The publisher sued the Facebook parent last year, alleging that its catalog was featured across the music libraries of its platforms without a valid license. Meta’s lawyers called the damages request “eye-popping” and the lawsuit itself “fanciful,” arguing that the allegations were far too broad to survive past an initial motion to dismiss.
But Judge Brandy R. McMillion disagreed, ruling on Tuesday that the complaint “states enough to plausibly claim infringing acts by Meta.”
“[Eight Mile] alleges that Meta placed all 243 of the aforementioned works in the respective music libraries of all three of its platforms. Accepted as true, this fact can plausibly be construed as constituting reproduction of the copyrighted works,” the judge wrote. “Because the Copyright Act gives owners the exclusive right to reproduce their work, storage of the Eight Mile compositions, without permission, would create an unauthorized reproduction of copyrighted material.”

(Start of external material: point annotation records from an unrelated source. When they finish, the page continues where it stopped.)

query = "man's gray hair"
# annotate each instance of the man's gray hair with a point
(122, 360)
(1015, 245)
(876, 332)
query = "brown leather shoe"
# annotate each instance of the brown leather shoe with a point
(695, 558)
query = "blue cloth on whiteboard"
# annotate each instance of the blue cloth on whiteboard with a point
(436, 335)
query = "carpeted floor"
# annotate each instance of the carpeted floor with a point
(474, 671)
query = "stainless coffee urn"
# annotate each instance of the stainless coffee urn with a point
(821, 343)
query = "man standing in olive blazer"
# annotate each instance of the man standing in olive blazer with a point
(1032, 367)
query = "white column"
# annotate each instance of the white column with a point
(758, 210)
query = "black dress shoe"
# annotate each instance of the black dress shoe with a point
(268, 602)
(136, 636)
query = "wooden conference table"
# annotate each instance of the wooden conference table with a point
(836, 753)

“While Meta may encourage its users to use the platforms’ tools, the court is unwilling to equate an encouragement to use the tools with an encouragement to infringe, especially when the tools can be used in a non-infringing way,” wrote the judge.
Notably, the order does not specify whether the secondary claims are dismissed with or without prejudice. That means Eight Mile may be able to rework them into an amended lawsuit, if it can provide the examples necessary to back up its claims.